De hecho, según estudios de la Asociación Travestis, Transexuales, Transgénero de Argentina (ATTA), en nuestro país el promedio de vida de las personas trans es de entre 35 y 40 años, mientras que la esperanza de vida supera los 71 años para los hombres y los 79 para las mujeres. Las cuentas son sencillas, una persona trans vive casi 35 años menos que el resto de la población. Este número no ha variado desde que se realizó el primer estudio en el año 2003.
El sida, los homicidios transfóbicos, los abusos por parte de la policía, la mala o nula atención en hospitales y centros de salud, la carencia de oportunidades laborales, el mal uso de silicona industrial, el contexto de pobreza y de violencia social, son las principales causas de muerte de las personas trans. De hecho, quienes logran pasar la barrera de los 40 años llegan con gravísimos problemas de salud, sin experiencia laboral y sin estudios.
A Gabriela esto le preocupa y mucho: “Si no hacemos algo, los niños y niñas trans van a estar dentro del promedio de vida de los 35 años. La ley no alcanza, la ley no ha concientizado a la sociedad, la sociedad no ha cambiado su manera de pensar”.
Batallar, informar, educar y hacer de las infancias trans una lucha colectiva es lo que pide Gabriela. “Por más que Luana tenga un DNI la gente todavía sigue diciendo que tiene cuerpo de varón, que como tiene pene va a tener voz de hombre, cuerpo de hombre, barba de hombre y la verdad que no es así”, concluye.
La preocupación de Gabriela deja muy claro que separar la identidad de género de la corporalidad es una batalla que, aunque ha sido saldada en el texto jurídico, en el mundo real hace agua por todos lados.

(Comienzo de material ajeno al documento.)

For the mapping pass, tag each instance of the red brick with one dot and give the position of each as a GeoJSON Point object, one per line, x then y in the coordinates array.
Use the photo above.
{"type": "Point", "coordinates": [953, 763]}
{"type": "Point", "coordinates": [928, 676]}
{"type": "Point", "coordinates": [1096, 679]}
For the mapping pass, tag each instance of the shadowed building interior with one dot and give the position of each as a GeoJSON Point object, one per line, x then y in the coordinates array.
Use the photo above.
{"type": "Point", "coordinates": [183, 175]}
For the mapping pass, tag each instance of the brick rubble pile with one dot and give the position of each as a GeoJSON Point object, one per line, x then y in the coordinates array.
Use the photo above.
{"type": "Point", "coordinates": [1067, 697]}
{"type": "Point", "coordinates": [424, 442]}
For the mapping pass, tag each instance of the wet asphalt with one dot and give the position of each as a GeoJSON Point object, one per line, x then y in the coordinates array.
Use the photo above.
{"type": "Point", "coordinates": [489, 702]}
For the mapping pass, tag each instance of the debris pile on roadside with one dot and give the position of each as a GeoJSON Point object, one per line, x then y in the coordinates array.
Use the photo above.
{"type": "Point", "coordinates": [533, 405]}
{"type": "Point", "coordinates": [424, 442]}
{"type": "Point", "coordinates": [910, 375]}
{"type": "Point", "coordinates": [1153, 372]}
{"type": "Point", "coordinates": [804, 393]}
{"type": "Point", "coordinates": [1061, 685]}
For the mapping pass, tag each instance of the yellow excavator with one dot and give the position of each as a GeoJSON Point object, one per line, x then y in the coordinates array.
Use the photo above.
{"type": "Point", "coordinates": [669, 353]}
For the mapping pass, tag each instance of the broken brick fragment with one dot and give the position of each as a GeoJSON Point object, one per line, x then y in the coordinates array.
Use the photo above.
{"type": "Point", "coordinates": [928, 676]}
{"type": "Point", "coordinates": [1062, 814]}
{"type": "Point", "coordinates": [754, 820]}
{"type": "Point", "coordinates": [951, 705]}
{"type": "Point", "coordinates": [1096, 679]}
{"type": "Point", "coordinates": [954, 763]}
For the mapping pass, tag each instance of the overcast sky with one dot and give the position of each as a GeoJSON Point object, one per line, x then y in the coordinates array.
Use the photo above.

Parece imposible pensar la posibilidad de niños con vulva y niñas con pene, como si estos habitaran un cuerpo equivocado.
Pero el cuerpo equivocado no existe; el único equivocado es el discurso social que solo acepta como válido el modelo binario niño/niña – hombre/mujer y se resiste a entender y aceptar que hay muchas maneras de estar en el mundo, las que poco tienen que ver con el cuerpo.